Differentially expressed transcripts during late-chronic infection. a The number of differentially expressed transcripts (> 2-fold difference and q-value < 0.05) among all conditions. b Differentially expressed transcripts during late-chronic infection. Log2 fold change values at 90 days post-infection (DPI) and 120 DPI relative to 28 DPI. Upward arrows indicate transcripts are significantly increasing at that timepoint, downward arrows indicate transcripts are significantly decreasing at that timepoint, and a dash indicates no significant change at that timepoint

T. Gondii transcription remains static after 3 months post-infection

Comparing purified bradyzoites throughout chronic infection, 59 transcripts (from 50 genes) change at 90 DPI and 109 transcripts (from 93 genes) change by 120 DPI relative to 28 days (Fig. 6a, Additional files 7 and 8). No transcripts change significantly between 90 and 120 DPI. Of the differentially expressed transcripts, 51 transcripts were differentially expressed at both 90 and 120 DPI: 15 increasing in abundance and 36 decreasing (Fig. 6b). Only 8 transcripts change specifically at 90 days, whereas 58 transcripts are specific for 120 days: 18 increasing and 40 decreasing in expression. 33 of the differentially expressed transcripts have an average TPM value < 10 among all purified bradyzoite timepoints. This group of 33 included the transcript for SAG1 which had an average TPM value of 16 at 28 days, decreasing 3.5-fold and 4.8-fold at 90 and 120 DPI, respectively. This low level of bradyzoite expression is compared to the average TPM values of 8000 and 13,000 for tachyzoites and acute whole brain tissue respectively. Enriched GO terms among the genes that are reduced in expression during late-chronic infection relate to protein phosphorylation and protein modification. Specifically at 120 DPI, GO terms related to polysaccharide processes were enriched, suggesting much of the developmental changes are complete by 28 DPI.

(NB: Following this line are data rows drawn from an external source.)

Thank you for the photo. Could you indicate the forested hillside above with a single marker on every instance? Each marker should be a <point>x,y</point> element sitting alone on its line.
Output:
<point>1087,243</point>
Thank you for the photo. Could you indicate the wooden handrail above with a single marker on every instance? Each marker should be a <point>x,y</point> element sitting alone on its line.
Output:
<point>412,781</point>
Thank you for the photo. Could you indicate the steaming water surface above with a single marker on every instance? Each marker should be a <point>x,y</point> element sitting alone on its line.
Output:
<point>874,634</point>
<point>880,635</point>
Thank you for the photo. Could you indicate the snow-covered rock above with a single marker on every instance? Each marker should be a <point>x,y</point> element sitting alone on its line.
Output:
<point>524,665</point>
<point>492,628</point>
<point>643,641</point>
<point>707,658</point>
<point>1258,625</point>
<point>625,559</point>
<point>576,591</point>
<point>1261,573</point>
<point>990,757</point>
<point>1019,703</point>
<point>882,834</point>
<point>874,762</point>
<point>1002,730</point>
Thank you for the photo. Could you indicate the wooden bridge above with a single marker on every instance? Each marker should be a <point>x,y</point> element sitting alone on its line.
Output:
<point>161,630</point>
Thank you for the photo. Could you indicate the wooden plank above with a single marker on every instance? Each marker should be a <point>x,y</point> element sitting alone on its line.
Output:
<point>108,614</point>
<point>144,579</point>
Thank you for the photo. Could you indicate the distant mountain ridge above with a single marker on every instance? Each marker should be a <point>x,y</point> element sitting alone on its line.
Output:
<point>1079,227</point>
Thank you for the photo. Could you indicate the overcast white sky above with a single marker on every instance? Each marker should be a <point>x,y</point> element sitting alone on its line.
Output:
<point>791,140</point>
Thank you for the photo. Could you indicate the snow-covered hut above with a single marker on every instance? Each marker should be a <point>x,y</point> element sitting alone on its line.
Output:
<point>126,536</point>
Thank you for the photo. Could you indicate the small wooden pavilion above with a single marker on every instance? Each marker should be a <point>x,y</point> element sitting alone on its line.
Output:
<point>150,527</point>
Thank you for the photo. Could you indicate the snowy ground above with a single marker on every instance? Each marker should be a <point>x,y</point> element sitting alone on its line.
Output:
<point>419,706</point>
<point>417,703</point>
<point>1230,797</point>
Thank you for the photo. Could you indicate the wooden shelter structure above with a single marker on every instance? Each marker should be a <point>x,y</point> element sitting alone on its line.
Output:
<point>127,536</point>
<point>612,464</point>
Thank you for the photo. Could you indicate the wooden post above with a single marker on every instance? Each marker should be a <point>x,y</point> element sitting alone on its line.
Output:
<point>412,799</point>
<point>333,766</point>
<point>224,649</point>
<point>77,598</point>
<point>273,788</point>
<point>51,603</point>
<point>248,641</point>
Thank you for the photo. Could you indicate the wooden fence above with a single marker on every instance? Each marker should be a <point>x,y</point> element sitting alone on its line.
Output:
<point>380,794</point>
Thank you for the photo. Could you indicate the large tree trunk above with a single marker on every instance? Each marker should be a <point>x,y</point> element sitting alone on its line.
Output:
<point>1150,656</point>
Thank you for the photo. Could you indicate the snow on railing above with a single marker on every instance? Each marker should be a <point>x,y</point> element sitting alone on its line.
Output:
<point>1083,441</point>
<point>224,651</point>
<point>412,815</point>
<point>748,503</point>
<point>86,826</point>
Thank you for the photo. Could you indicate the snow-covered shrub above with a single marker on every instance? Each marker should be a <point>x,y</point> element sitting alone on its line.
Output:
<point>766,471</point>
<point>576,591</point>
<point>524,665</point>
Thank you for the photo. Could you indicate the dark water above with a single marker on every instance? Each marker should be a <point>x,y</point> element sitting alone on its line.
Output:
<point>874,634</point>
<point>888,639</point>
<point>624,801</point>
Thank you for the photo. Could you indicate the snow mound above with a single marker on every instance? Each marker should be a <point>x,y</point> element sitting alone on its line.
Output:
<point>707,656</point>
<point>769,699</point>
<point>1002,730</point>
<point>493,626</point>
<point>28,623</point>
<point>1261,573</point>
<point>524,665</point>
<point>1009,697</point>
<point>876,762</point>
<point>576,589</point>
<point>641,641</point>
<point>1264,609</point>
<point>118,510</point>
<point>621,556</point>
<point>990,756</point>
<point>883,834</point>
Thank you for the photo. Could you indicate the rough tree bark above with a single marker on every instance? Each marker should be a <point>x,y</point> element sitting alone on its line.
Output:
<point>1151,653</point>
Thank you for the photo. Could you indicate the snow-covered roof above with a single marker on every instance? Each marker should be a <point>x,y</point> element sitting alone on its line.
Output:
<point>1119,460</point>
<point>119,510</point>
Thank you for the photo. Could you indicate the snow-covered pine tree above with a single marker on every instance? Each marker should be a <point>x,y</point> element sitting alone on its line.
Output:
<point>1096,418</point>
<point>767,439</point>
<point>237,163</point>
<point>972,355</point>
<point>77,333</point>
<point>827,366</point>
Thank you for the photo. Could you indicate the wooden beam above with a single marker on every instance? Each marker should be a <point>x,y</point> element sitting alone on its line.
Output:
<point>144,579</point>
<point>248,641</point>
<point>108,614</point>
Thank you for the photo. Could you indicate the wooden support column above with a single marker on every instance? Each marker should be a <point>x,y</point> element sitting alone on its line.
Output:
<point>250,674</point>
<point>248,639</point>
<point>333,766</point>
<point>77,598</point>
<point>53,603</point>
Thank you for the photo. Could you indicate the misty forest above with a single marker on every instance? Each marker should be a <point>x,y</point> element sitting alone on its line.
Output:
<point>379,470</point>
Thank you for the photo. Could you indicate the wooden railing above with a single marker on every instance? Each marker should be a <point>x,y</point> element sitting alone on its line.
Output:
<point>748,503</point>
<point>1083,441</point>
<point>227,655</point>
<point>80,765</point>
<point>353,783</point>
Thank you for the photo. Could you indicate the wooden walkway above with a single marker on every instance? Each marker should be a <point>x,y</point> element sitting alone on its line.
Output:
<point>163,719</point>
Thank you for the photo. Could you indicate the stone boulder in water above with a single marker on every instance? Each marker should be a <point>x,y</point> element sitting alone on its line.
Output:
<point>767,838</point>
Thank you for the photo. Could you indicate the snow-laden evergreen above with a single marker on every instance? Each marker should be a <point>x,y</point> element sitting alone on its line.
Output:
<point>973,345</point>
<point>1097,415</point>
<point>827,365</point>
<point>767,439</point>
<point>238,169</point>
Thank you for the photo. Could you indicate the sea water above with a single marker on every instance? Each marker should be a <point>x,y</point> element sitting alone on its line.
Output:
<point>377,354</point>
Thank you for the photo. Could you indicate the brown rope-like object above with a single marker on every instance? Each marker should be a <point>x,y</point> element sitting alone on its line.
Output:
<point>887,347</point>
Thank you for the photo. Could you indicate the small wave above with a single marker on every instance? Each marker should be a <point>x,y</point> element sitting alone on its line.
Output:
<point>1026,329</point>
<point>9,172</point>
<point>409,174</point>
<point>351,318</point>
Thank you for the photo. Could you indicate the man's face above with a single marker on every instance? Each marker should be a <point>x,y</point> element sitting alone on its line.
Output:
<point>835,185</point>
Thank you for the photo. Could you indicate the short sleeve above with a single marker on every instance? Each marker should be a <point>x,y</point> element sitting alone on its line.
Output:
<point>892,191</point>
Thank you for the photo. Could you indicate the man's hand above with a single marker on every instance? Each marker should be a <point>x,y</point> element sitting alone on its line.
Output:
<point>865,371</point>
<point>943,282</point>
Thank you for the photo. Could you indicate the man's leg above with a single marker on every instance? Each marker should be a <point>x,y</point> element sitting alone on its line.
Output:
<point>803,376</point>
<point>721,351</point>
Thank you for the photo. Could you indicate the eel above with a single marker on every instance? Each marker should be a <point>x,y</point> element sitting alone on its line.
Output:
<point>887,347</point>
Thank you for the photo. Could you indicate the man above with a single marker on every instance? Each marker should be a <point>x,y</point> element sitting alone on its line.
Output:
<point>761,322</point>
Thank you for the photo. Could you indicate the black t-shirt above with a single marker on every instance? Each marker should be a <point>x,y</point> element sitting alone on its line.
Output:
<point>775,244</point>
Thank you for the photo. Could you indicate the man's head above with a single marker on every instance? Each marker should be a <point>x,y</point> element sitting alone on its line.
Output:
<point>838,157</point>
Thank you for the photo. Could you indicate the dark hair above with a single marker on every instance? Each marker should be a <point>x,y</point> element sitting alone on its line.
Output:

One of the transcripts which had one of the largest changes during chronic infection was for the gene sporoAMA1 (transcript MSTRG.4390.2, ToxoDB ID: TGME49_315730). SporoAMA1 was identified as a sporozoite specific paralog of the AMA1 protein, which is an essential component of the moving junction during invasion of the host cell [14, 15]. While most other transcripts map to the entirety of the predicted full gene, such as conventional AMA1 (TgME49_255260, Fig. 7a), reads to sporoAMA1 mapped to only the 3′ region of the gene and almost no reads mapped to the 5′ region (Fig. 7b). Coverage for all bradyzoite timepoints starts in the predicted intron region between exons 6 and 7. Compared to 28 DPI, both 90 and 120 DPI had an approximately 7.0-fold increase in transcript abundance. RNA-seq coverage from T. gondii 7 DPI in the intestines of cats [16] shows a similar coverage profile of sporoAMA1, except coverage starts at the predicted intron between exons 4 and 5. Both of these isoforms for sporoAMA1 are shortened from that of sporulated oocysts [17], which include all 9 exons (Additional file 9, Figure S1A). This coverage suggests that T. gondii has stage alternative isoforms of sporoAMA1 that are expressed only during late-chronic infection or the sexual stages in cats.

Fig. 7
figure 7

spoAMA1 has stage specific transcripts. Sequencing coverage from a representative sample from each group: Tachyzoite (black), purified bradyzoites at 28 DPI (blue), purified bradyzoites at 90 DPI (green), purified bradyzoites at 120 DPI (red). Sequencing coverage for T. gondii during infection in cat intestines is shown in orange. The X-axis represents the genomic region for AMA1 (a) and sporoAMA1 (b). The Y-axis represents the total read count at each nucleotide position. Predicted exons for the gene are represented by black rectangles under each panel


Although the host is largely asymptomatic during chronic T. gondii infection, bradyzoites are actively replicating within cysts [7]. Transcriptional activity of parasites during early chronic infection is high; however, the abundance of host material has hindered global analyses of T. gondii proteins and late-chronic transcripts. Our ability to collect tissue cysts and separate them from host material has allowed us the resolution to analyze low abundant T. gondii transcripts and to reproducibly identify many T. gondii peptides.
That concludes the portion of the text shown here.